現時点で株に強気になるのは遅すぎる!?

いよいよ7月、2019年後半のマーケットが始まります。多くの米国のトレーダーにとって、今週のマーケットは水曜でお終いになり、木曜(4日、独立記念日)から休暇に入ります。


更に、独立記念日の前日、水曜(3日)のマーケットは半日だけですから、水曜のマーケットを見ない人も多いことでしょう。しかし、独立記念日の翌日には重要な経済指標の発表があり、ニューヨーク株式市場も通常通りに取引が行われます。


5日(金)のマーケット開始前には米6月分の雇用統計が発表されます。(記されている時間は日本時間、左の数値は前回の結果、右は予想される数値です。)雇用統計の発表は、トレーダーや投資家にとって重要なイベントですから、旅行先から様子を見る人たちも当然いることでしょう。
もし今回の結果も前回のように弱い数値なら、7月末のFOMCで利下げが決定されるだけでなく、民主党から大統領選挙に立候補している議員たちは、「トランプの経済政策は失敗した」と叫ぶことだろう。

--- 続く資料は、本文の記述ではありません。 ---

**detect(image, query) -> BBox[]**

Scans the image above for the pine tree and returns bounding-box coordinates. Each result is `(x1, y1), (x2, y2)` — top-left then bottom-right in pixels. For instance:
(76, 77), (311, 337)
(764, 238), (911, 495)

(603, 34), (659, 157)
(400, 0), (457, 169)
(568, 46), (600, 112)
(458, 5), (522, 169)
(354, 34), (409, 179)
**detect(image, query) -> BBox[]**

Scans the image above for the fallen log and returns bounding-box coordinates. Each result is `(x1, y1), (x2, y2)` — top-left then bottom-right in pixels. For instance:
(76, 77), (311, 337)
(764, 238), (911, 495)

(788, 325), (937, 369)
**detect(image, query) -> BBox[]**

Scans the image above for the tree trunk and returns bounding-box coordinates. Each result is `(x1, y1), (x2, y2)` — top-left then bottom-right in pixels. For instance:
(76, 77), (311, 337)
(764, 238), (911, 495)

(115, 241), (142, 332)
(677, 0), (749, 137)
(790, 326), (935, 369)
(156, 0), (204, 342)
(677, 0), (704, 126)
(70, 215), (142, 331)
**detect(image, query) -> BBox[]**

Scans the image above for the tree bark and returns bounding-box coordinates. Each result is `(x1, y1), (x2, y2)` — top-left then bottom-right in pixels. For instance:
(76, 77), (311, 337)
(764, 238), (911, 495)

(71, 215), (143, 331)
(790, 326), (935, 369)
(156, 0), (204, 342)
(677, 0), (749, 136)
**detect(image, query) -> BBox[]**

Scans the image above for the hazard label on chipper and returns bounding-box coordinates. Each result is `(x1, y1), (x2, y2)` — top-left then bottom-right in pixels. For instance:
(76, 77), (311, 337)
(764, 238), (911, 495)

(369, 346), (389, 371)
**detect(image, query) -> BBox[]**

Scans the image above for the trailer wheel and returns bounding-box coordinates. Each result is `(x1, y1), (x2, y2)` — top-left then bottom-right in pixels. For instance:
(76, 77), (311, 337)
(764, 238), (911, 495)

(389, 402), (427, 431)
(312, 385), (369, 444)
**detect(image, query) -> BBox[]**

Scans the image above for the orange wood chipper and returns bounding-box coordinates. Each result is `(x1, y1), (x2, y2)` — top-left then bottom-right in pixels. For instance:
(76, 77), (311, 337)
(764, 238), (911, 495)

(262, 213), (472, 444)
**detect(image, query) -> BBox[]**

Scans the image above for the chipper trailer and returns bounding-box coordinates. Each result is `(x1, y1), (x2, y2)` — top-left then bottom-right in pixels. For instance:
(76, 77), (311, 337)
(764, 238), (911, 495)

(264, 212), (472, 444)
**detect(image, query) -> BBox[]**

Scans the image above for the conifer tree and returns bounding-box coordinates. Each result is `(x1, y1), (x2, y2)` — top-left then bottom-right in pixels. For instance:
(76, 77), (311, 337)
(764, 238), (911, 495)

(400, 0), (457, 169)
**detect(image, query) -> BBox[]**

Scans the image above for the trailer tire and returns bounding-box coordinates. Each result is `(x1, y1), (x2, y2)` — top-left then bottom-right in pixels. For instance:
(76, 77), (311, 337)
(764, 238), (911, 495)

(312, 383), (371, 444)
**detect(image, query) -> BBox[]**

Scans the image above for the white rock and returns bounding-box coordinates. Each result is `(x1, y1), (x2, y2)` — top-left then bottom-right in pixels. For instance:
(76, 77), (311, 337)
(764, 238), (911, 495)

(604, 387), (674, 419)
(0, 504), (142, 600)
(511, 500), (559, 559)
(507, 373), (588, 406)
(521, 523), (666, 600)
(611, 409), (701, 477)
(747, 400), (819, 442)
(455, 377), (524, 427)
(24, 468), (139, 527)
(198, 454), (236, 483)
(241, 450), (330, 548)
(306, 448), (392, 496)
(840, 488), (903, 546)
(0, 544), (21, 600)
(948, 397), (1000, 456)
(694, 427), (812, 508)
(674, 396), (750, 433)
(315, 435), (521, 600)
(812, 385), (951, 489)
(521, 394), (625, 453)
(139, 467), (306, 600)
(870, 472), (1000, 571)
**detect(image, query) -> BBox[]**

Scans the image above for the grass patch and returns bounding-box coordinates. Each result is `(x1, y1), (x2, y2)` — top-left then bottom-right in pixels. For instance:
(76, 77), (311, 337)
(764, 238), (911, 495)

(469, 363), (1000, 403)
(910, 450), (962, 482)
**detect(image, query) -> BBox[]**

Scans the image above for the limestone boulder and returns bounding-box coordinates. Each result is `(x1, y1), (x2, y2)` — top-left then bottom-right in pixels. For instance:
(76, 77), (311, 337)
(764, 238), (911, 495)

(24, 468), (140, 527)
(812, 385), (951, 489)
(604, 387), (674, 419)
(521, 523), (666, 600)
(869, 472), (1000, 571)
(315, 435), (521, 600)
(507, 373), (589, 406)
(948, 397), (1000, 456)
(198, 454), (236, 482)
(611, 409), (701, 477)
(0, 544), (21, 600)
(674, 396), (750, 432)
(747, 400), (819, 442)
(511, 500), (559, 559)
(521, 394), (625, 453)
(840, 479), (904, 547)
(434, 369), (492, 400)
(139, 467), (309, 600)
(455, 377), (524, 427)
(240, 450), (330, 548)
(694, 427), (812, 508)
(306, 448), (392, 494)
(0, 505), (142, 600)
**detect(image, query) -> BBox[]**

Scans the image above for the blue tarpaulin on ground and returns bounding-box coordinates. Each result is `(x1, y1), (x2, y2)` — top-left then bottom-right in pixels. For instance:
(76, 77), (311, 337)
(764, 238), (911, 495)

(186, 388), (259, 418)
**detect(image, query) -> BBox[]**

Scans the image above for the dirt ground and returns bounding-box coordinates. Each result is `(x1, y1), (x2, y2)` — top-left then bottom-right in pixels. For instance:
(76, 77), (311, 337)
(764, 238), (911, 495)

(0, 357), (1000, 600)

(マーケットウォッチ)
2011年以来、米国は毎月平均で約15万人の非農業部門雇用者が増えていることを指摘して、リチャード・ムーディー氏(リージョンズ・ファイナンシャル)は、こう語っています。
重要なのはトレンドだ。米国の雇用がストップしてしまったなどということは考えにくい。
ここで、ひとつ気になるニュースのヘッドラインとチャートを見てみたいと思います。


6月20日のブルームバーグです。「強気になるのは遅すぎる」と記されています。米国株式市場は、史上最高の高値圏で推移していることを考えると、現時点で強気になるのは遅いと思っている人は少なくないことでしょう。現に、こんなチャートがあります。(チャートはMacro Chartsから)


Aの部分を見てください。S&P500指数は史上最高のレベルにあるにもかかわらず、株式市場からの資金流出が史上最高に達しています。Macro Chartsが指摘していることですが、現在の様子は2016年(B)と2012年(C)に似ています。両年とも、株式市場からの資金流出はS&P500指数が新高値を記録するまで続き、その後のS&P500指数は大幅上昇となっています。もし現在の投資家たちの株の売りが正しいのであれば、今回の投資家たちは、天井で株を上手く売り逃げていることになります。言うまでもなく、問題はこれです。相場の神様は、皆の期待に応えて大きな下げ相場を演出してくれるでしょうか?